How To Manage Debt And When To Ask For Professional Help

Dealing with debt is a daily struggle for a huge number of Americans and the global COVID-19 pandemic has done little to assist those already feeling overwhelmed by their situation. 

According to a recent study on American Consumer Debt, not only do more than 189 million people in America have credit cards but, of those people, only 65% have credit on their credit cards. The study found that, in America, credit card debt accounts for 26% of the total debt in the country. This is a huge figure and one that is only set to rise should the economy not see a boost soon. 

Fortunately, there are ways that Americans can deal with their debt so they can rest assured that they don’t carry it into their retirement years. 

Create an Emergency Fund

Many Americans feel that making the biggest possible payments on their loans from the get-go is the best way to tackle their debt issue; however, should an unexpected event occur, having no money to be able to deal with an emergency can make your debt situation even worse. The best way to avoid this is by creating an emergency fund that can act as a financial buffer should something unexpected happen, such as a car breakdown or a burst geyser in your home. 

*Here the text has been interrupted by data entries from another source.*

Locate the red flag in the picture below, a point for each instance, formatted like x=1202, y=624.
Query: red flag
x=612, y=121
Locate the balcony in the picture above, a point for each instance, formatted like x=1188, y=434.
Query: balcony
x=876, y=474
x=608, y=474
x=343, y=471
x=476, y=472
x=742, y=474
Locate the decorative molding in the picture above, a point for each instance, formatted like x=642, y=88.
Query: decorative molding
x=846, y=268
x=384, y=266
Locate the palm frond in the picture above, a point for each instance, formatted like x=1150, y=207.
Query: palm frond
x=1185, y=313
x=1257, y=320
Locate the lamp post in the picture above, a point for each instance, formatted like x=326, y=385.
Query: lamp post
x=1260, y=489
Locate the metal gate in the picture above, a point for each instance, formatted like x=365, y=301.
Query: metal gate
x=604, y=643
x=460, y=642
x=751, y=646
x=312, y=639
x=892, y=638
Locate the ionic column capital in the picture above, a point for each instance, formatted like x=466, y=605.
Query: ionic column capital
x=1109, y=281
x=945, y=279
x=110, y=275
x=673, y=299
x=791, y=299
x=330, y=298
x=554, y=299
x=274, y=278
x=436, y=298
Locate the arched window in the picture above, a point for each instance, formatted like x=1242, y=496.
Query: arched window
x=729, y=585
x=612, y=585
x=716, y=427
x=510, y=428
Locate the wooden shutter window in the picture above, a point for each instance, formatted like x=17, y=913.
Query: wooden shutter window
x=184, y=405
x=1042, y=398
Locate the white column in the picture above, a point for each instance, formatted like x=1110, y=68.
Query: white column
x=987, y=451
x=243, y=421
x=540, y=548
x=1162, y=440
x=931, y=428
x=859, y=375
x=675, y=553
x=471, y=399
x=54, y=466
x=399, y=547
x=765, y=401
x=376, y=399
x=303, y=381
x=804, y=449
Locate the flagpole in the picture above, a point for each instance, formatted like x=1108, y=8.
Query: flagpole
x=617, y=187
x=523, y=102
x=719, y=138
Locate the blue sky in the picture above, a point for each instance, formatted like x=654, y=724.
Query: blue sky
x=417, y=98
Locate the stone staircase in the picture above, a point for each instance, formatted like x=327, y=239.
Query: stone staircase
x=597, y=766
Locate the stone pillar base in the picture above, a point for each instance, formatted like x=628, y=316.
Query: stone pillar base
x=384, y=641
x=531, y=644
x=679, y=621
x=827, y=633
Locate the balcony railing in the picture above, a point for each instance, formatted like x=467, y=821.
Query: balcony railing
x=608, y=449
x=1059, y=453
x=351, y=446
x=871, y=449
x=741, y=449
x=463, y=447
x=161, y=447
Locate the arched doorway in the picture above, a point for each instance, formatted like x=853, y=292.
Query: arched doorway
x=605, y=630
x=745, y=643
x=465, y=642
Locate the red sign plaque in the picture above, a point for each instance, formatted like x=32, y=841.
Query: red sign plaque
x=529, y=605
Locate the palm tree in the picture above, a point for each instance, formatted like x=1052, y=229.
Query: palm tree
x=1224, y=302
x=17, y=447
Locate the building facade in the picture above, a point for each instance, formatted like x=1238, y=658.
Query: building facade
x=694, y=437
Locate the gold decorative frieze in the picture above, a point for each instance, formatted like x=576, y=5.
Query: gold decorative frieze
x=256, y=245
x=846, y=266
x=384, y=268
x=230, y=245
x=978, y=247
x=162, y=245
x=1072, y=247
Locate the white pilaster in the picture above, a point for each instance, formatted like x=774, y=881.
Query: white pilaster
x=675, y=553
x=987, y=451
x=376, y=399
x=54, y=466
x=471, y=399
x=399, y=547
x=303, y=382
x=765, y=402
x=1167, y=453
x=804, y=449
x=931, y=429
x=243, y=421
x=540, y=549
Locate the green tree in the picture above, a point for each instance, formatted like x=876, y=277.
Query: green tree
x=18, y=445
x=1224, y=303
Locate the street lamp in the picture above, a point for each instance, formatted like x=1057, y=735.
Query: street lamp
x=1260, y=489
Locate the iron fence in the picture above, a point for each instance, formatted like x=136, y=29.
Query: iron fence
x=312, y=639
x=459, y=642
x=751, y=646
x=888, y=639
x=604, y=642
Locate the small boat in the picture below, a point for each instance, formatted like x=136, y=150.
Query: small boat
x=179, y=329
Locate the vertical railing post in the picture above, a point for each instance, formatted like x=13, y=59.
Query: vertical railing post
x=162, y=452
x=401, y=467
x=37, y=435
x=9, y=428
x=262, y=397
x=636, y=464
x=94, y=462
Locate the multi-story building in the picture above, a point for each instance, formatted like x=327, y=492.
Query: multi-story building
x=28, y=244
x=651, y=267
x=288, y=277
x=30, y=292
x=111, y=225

This fund should be separate from a person’s daily account and should preferably be a savings-style account so that the money can start accruing interest. The funds in this account should never be used for day-to-day spending and should be used only when extremely necessary. 

Draw up a Minimum Needs Budget

While many Americans try to stick to a monthly budget, it is easy to overspend and end up short come time to pay the bills due to unnecessary spending. Creating a minimum needs a budget that includes only the most basic living expenses and eliminates all non-essential spending, can give a struggling person a better idea of exactly how much money they need to live so that they know how much they will have leftover for paying off their debt. 

Bills that cannot be excluded from this budget include rent, utilities, and groceries. Other costs, such as payments for pension plans and other investments, should also be included. 

Drawing up this budget can also give a person more clarity on where they can improve on their monthly spending and even give them ideas about how to lower their existing bills. If a person is finding that their average grocery spend is too high, then they could explore couponing options or loyalty program rewards at stores they do not usually frequent.  

If a person’s debt is completely overwhelming, then it may be time to look ahead to future solutions to the problem, especially if a person is nearing retirement age.

Explore Your Pension Plan Options

Cash balance plans, unlike traditional pension plans, involve the creation of a notional individual account for each employee covered by the plan. This means that each employee, upon retirement, will receive a specified lump sum that that employee can choose to receive or select a monthly payment instead. This lump sum can be seen as a great way to eliminate any lingering debt that a person may have accrued during their working career and can help a person start their retirement on a good note.

To calculate the value of a cash balance plan, there are many cash balance plan calculators available online that can assist. Companies such as Saber Pension & Actuarial Services, a premier Defined Benefit actuarial firm and third-party administrator, can provide the tools you need to assist in calculating your contribution limits for both traditional and cash balance defined benefit plans and provide a cash balance plan calculation. You can find Saber Pension’s handy tool here which should help to make the process easier. 

Should a person feel like they are not making any headway with their debt, then it is often worthwhile for them to seek professional help in dealing with the issue. 

Consider Getting Professional Help

Managing debt can be a complicated matter and sometimes the help of an expert, such as a credit counselor, can assist a person who is struggling to cope with their monthly payments. 

To draw up a debt management plan, a credit counselor will assess their client’s financial circumstances in order to give them advice on how to resolve their debts. They can also negotiate with their client’s creditors on their behalf to waive future late fees that may be incurred while payment schedules are being adjusted. 

Some debt management companies offer their clients a way to consolidate their debt into one monthly payment, payable to the debt management company, in order to cut down on transaction costs. The client will then pay the debt management firm instead of all their creditors and the firm will then pay the creditors on behalf of the client. Often this results in lower interest rates on payments, which can help in the long run. 

While paying off debt may be a stressful and long process, there are ways that people can minimize the impact it can have on their daily lives. Having a solid debt payment plan can go a long way in assisting in this process.